Robert Charbonneau, Designer et inventeur

Membre de l'Association des Designers Industriels du Québec (ADIQ)

Gonflable et Toiture Rectiligne

Les bâtiments qu'on dit légers le sont normalement parce qu'on utilise une membrane quelconque comme "coquille". Ce type de structure combine généralement murs et toiture. C'est un peu comme un garage temporaire pour auto, mais dix fois plus grand.
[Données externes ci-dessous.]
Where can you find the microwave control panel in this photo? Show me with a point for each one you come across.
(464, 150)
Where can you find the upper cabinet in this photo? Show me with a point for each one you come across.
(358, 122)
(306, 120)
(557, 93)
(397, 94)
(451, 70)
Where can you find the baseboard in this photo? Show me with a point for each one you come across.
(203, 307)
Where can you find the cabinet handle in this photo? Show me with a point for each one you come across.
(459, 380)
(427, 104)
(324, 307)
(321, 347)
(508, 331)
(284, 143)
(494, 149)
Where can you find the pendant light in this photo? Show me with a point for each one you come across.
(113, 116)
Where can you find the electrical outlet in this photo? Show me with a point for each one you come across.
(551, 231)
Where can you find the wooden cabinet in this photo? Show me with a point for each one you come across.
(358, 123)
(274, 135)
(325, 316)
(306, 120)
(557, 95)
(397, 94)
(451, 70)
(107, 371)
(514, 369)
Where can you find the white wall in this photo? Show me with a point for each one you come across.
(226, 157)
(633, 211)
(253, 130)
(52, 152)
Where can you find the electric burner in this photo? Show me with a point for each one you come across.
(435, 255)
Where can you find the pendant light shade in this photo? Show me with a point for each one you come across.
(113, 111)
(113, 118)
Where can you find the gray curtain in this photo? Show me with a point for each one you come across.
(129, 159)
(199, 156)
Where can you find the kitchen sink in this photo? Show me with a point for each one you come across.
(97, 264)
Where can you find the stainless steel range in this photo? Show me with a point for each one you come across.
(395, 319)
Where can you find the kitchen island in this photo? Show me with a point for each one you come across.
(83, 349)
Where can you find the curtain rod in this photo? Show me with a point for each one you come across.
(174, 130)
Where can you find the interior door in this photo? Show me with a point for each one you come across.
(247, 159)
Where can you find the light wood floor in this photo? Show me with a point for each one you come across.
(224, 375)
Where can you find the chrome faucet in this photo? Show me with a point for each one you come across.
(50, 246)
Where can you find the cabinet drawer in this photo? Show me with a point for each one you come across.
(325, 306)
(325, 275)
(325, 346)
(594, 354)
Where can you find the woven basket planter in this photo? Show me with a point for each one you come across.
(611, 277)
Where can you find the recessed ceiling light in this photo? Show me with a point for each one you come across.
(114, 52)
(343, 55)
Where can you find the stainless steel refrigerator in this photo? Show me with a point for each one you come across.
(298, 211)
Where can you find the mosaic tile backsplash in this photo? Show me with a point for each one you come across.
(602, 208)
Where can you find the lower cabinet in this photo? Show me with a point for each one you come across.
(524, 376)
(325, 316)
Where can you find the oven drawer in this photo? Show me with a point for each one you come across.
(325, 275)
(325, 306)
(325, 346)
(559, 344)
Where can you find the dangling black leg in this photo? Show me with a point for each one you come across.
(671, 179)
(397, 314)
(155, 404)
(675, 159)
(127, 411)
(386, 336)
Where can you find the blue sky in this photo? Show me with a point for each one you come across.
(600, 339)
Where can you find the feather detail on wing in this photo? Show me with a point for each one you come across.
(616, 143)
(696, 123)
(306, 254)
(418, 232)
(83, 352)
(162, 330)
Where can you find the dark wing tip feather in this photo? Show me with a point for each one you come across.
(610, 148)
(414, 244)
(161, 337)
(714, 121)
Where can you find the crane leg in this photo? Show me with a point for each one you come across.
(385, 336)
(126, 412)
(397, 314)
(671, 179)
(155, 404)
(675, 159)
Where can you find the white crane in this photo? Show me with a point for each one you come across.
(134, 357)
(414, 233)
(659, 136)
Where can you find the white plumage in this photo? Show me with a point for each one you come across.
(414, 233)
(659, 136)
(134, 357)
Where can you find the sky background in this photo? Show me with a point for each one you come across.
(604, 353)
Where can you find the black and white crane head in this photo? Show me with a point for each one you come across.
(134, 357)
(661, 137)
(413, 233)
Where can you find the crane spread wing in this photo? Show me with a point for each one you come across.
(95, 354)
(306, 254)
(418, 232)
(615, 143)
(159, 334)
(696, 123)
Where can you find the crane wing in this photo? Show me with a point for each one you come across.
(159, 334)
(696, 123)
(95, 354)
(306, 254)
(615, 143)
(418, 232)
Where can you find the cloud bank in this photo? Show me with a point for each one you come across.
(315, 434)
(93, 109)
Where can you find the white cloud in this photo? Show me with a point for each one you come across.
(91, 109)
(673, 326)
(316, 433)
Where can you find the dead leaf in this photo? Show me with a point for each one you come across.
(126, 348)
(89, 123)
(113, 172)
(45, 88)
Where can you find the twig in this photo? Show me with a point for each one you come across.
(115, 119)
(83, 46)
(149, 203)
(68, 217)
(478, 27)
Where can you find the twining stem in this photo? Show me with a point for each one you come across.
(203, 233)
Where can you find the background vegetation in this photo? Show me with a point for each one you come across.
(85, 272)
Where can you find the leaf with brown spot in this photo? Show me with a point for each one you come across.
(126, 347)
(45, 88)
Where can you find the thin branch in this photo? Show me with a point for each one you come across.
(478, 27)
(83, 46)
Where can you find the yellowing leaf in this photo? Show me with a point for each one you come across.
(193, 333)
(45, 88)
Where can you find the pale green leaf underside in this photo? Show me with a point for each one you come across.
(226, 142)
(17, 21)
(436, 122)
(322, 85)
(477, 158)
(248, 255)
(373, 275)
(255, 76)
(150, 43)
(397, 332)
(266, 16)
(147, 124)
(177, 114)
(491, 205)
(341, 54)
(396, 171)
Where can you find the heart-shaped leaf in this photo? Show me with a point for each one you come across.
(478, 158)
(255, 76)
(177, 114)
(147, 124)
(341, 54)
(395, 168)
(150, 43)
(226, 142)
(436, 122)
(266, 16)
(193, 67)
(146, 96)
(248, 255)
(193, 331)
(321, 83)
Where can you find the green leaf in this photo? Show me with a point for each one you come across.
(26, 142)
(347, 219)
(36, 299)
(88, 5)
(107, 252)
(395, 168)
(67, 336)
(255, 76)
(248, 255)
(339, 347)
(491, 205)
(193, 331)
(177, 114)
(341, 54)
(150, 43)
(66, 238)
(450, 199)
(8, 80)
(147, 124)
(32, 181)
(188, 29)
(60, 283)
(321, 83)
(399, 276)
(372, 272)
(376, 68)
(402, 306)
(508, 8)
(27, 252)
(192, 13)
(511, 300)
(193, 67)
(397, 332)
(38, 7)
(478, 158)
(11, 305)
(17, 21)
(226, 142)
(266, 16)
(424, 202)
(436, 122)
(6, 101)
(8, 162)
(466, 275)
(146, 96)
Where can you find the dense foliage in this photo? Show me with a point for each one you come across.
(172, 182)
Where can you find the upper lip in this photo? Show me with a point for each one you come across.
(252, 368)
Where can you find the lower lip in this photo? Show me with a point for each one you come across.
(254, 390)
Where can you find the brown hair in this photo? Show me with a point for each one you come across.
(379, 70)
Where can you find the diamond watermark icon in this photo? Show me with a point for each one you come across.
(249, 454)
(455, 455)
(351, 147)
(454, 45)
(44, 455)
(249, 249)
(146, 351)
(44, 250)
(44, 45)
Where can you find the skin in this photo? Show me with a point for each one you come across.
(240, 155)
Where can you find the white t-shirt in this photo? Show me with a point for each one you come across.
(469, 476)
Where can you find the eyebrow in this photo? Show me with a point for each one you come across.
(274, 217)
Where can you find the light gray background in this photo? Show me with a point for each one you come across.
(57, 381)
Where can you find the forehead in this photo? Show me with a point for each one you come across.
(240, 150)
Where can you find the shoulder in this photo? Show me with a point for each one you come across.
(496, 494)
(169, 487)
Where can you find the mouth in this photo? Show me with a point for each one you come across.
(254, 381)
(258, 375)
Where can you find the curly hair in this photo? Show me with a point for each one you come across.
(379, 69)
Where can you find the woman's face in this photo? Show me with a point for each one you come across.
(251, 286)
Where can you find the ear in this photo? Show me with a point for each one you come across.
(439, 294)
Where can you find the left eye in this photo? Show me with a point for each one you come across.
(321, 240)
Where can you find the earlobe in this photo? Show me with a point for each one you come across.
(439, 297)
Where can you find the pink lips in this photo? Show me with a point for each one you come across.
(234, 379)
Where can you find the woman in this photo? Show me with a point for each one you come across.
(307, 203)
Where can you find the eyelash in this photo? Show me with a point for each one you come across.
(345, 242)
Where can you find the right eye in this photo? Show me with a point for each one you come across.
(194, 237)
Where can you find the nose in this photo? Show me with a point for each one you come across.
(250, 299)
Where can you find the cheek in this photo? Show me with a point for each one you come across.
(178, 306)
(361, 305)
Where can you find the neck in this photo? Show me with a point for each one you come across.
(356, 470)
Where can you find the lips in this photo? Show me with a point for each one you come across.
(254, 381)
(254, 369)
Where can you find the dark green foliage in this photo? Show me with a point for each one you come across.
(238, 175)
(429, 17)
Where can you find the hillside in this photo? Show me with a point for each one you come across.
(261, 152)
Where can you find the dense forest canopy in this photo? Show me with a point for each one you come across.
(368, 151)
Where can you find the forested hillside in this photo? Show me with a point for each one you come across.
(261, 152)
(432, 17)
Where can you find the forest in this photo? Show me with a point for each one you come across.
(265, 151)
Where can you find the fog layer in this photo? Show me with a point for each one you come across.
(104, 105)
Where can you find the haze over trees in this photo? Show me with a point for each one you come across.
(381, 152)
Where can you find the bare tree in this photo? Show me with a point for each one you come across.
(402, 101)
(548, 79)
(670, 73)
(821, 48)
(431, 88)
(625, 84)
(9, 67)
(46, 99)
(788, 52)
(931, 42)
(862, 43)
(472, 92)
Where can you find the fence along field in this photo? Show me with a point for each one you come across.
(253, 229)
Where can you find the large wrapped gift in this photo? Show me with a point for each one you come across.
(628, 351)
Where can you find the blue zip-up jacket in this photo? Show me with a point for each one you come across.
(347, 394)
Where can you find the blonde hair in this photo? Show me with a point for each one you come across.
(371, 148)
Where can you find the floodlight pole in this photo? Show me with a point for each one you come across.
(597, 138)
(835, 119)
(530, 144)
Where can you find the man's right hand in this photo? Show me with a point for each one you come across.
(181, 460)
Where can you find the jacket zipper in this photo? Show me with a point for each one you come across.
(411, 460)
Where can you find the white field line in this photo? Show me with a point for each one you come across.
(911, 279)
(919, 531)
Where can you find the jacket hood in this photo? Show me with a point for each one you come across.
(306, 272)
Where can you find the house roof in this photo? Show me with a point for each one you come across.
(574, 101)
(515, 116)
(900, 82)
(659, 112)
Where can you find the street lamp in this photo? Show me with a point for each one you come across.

Relativement économique, c'est très populaire comme bâtiment d'entreposage, tant chez les agriculteurs que dans l'industrie.

 

Il y a plusieurs modèles d'arches, mais si la pente du toit comporte une section droite, la membrane est alors plus susceptible de battre lorsqu'elle est exposée à des vents forts. Cependant, si membrane suit une courbe, le phénomène est atténué, voire éliminé. La raison est simple, pour se déplacer en parallèle, la membrane n'a pas besoin de s'allonger. Par contre, si elle suit une courbe, son déplacement en parallèle exigerait une élongation et comme elle fermement attachée et tendue, elle de peut pas.

 

Fabriquer une poutrelle courbée est plus compliqué et par conséquent plus onéreux qu'une poutrelle rectiligne. De plus, la forme d'arc accentue la pente du toit vers les bouts mais la réduit vers le centre, ce qui peut causer une accumulation de neige à l'endroit le plus faible. En gonflant la toiture cependant, on peut utiliser des poutrelles droites et atteindre des portées largement supérieures. Il faut bien sûr doubler la membrane et la fixer à chaque poutrelle, mais le gain est substantiel.

 

 

Il y a une vingtaine d'année, pour le compte d'une entreprise coréenne, j'ai développé un système de structure modulaire permettant de réaliser de larges portées. La toiture est rectiligne, c'est-à-dire qu'il s'agit essentiellement de poutrelles droites avec la pente appropriée. Aucune arche comme telle. Seules la pièce au sommet et celle au haut de la pièce murale sont arrondies pour faire la transition.

 

Des laizes de membranes sont fixées aux poutrelles, dessus comme dessous à l'aide d'une quincaillerie appropriée. En périphérie, une autre membrane est configurée pour assurer l'étanchéité afin de pouvoir gonfler la toiture.

 

Ainsi, malgré une longue section droite, la membrane ne battra jamais. C'est impossible. La pression interne étant de beaucoup supérieure à qu'importe quel vent, elle génère une tension constante dans la membrane (voir Notions élémentaires sur les gonflables). Celle-ci pourrait même supporter de 25 à 75 cm de neige sans se fléchir, selon la pression.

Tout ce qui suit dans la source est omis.